Despite its limitations, Everyone In prompted new ways of doing things. Homelessness organisations reported impressive progress in helping previously excluded people to regularise their status, unlock their entitlements, and move on from homelessness. Now local authorities must learn from this and, alongside the sector, show leadership by integrating provision for non-UK nationals into their strategies and Rough Sleeping Initiative plans for 2022-25.  

The briefing outlines a range of measures for homelessness commissioners to consider, including: 

  • addressing gatekeeping and confusion via investment in staff training, quality language interpreting and working hand-in-hand with local community groups; 
  • commissioning and embedding independent immigration advice across homelessness prevention and response settings;
  • unlocking longer term accommodation solutions in partnership with local faith and voluntary sector organisations and housing associations and; 
  • developing clear, transparent policies to govern the sharing of client data with the Home Office.  

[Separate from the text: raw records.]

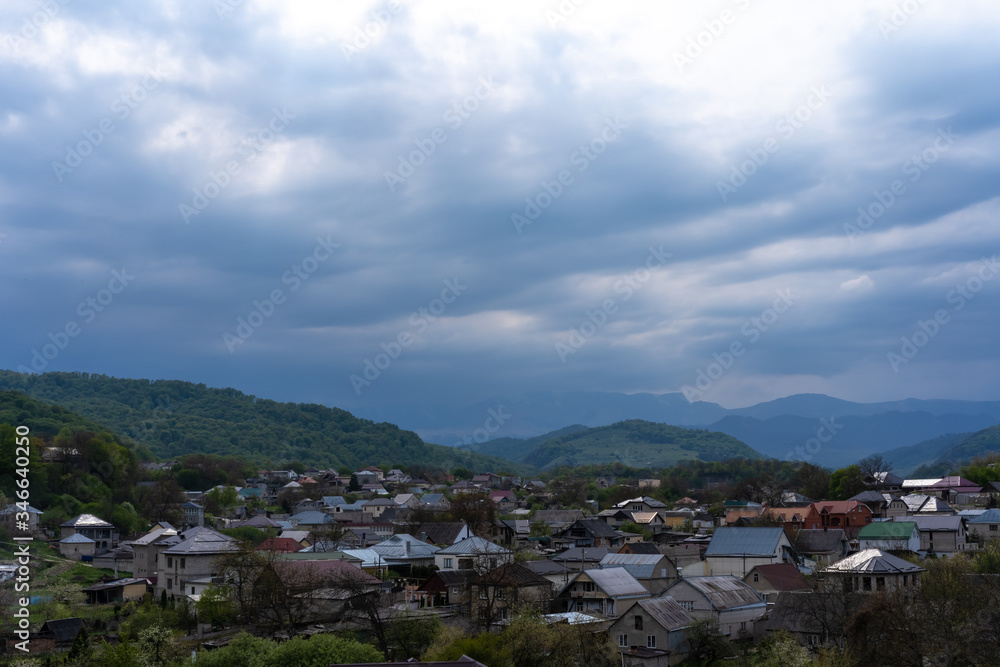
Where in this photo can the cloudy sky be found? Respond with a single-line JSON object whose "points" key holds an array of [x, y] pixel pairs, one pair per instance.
{"points": [[364, 204]]}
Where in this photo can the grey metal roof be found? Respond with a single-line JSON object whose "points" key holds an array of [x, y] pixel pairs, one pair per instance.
{"points": [[474, 546], [86, 521], [617, 582], [667, 612], [731, 541], [723, 592], [873, 561], [640, 566], [205, 541]]}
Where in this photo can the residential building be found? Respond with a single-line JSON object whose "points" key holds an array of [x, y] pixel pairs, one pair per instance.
{"points": [[899, 536], [770, 580], [655, 623], [729, 601]]}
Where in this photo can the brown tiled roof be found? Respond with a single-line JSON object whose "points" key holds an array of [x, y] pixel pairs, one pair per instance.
{"points": [[784, 577]]}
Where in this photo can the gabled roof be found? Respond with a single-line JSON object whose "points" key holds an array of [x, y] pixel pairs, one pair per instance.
{"points": [[86, 521], [667, 612], [512, 574], [473, 546], [723, 592], [783, 576], [819, 541], [578, 554], [616, 582], [888, 530], [873, 561], [203, 542], [441, 533], [730, 541], [76, 538], [640, 566]]}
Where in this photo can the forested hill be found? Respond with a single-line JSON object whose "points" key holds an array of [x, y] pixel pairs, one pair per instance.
{"points": [[173, 418], [638, 444]]}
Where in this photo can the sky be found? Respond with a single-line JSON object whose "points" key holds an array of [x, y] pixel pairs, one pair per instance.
{"points": [[364, 204]]}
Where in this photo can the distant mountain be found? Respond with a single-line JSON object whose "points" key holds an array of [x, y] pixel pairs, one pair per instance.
{"points": [[775, 428], [848, 439], [173, 418], [927, 453], [638, 444]]}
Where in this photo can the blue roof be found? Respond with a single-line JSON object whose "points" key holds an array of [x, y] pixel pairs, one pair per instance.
{"points": [[731, 541]]}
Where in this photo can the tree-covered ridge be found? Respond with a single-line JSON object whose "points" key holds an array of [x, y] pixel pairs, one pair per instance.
{"points": [[638, 443], [173, 418]]}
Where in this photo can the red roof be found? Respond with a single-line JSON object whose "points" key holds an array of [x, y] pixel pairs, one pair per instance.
{"points": [[783, 576]]}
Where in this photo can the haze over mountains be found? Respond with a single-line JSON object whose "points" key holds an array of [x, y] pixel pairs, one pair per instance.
{"points": [[776, 428]]}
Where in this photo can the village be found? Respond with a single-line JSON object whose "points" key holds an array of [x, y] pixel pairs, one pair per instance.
{"points": [[659, 582]]}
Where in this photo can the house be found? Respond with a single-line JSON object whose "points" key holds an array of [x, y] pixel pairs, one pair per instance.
{"points": [[443, 534], [849, 515], [736, 551], [104, 535], [923, 504], [986, 525], [873, 570], [890, 536], [447, 587], [656, 623], [770, 580], [193, 557], [121, 590], [823, 546], [655, 572], [77, 546], [609, 592], [473, 553], [940, 534], [729, 601], [495, 596], [589, 533]]}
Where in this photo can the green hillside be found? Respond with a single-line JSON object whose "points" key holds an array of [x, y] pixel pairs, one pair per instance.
{"points": [[173, 418], [638, 444], [516, 449]]}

We have also published a series of five case studies describing local responses to non-UK national homelessness since COVID-19. The case studies describe an immigration advice partnership in Lewisham, partnership approaches to supporting EUSS applications in Reading and Bradford, a council-led strategic approach in Islington and a voluntary sector accommodation partnership in Oxfordshire. They show what can be done, despite the structural and legal barriers in place.  

Of course, sustainable solutions cannot be found at the local level alone.  

The latest messaging from Government to local authorities is a small step forward. It clarifies public health powers can be used to accommodate people with restricted eligibility during the ongoing pandemic. It will undoubtedly have real benefits in areas that were holding back due to legal uncertainty.  

However, it falls short of addressing the elephant in the room: plans to end rough sleeping will not succeed without adjusting the constraints on statutory support and benefits and increasing access to immigration advice in the longer-term. Homelessness and local government sectors must continue to advocate for reform and leadership from Government to address the incoherence between homelessness commitments and restrictive policies motivated by immigration control and to work towards manageable long-term solutions.